Wasabi Fried Oysters with Lowcountry Pepper Sauce
2 Servings

Ingredients:
12 Extra Select Oysters
1/4 c Wasabi Paste
1/2 c Half and Half
1 c Cornmeal Breading
3 c Vegetable Oil, (frying) 
Preparation:
*	Marinate oysters in wasabi mixed with cream (8 hours). 
*	Drain oysters. 
*	Lightly coat with breading. 
*	Fry in hot oil (350 degrees) until golden brown. 
Ingredients:
2 Bell Peppers
1 c Cider Vinegar
2 c Water
3/4 c Sugar
1 oz Garlic, chopped
1 oz Granulated Sugar
1 oz Tabasco Sauce
1 oz Tomato Sauce
1 t Salt 
Preparations:
*	Seed and dice peppers. 
*	In large sauce pot add all ingredients and bring to a boil (10 to 20 minutes) until peppers are soft. 
*	Puree all ingredients in blender. 
*	Return to sauce pot. 
*	Thicken slightly with corn starch. 
*	Let cool. 
*	Store at room temperature. *


----------



## marmalady (Dec 12, 2004)

Sounds great!  Just curious - where'd you get the recipe?  (I live in the 'low country'!)


----------



## HotnSpicy (Dec 12, 2004)

*A friend sent this to me.  I will definitely try to find out where she got this one from.*


----------



## kitchenelf (Dec 23, 2004)

1/4 cup wasabi paste      Call me chicken   LOL - Looks awesome - thanks for posting!!!!
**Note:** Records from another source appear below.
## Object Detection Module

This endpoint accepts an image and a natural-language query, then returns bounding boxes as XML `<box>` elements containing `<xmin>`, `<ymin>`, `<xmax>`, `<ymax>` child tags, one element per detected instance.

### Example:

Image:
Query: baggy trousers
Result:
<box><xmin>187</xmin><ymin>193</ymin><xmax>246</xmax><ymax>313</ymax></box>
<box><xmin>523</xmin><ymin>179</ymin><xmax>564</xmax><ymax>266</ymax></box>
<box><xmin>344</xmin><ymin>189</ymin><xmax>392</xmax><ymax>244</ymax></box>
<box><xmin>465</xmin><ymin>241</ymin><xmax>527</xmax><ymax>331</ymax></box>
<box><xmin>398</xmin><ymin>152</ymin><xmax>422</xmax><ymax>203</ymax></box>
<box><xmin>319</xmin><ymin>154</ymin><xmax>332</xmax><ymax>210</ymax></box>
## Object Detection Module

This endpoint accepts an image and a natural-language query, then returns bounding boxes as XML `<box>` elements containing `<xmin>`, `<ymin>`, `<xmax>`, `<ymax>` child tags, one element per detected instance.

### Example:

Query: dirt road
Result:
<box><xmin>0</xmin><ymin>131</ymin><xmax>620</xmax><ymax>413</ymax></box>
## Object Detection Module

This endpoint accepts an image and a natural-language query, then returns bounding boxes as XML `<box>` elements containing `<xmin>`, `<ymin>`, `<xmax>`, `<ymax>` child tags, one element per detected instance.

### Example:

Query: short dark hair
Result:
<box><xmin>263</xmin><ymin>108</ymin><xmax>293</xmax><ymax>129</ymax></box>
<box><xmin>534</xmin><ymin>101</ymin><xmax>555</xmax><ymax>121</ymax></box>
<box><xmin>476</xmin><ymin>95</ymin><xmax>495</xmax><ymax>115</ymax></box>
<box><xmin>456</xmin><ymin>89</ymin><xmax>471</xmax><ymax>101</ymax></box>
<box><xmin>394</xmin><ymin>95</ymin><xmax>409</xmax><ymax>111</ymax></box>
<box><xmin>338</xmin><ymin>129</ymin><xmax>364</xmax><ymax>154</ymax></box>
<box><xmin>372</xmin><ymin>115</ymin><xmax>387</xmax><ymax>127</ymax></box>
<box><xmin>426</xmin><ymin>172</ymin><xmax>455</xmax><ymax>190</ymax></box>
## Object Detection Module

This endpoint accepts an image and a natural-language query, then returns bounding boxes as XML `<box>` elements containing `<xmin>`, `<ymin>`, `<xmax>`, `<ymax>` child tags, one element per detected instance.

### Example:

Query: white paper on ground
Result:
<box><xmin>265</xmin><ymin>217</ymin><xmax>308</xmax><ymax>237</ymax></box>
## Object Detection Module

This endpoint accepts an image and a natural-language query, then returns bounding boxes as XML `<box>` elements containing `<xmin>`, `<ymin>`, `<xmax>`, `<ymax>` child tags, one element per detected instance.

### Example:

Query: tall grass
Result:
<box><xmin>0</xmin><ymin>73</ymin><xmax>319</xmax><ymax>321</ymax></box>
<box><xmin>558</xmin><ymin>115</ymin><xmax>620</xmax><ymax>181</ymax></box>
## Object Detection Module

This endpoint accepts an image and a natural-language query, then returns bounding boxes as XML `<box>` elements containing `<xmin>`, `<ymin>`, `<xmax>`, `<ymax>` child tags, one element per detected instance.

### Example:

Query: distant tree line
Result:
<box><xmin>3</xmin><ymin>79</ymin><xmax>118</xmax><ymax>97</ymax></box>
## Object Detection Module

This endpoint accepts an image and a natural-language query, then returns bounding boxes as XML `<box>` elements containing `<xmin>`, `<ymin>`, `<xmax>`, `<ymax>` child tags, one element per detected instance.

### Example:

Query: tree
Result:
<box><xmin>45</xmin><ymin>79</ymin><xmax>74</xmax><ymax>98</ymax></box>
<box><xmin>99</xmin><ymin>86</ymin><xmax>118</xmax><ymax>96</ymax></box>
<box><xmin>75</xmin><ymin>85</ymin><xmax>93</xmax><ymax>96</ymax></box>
LOL - ok, I went back and actually READ the recipe!  1/4 cup looks right - pays to read!!!


----------



## Bupo107 (Feb 17, 2005)

I am originally from the Lowcountry... not sure where Wasabi paste would be available... but should be a pretty easy find.

Sounds great...


----------



## kitchenelf (Feb 17, 2005)

Bupo - you can find wasabi powder in most grocery stores in with the other Asian food.  You just mix equal parts powder and water - let rest about 10 minutes, then use.  I have used both the powder and the tube of wasabi - they are both good.  

I just took some chicken thighs out of the freezer to cook tonight - I think they are going back in - I'm going to make these!!!!

Edited to say - I see I don't have enough time to make these - but one night next week!!!!  Even if I just do the fried oysters and nothing else they would be good!!!


----------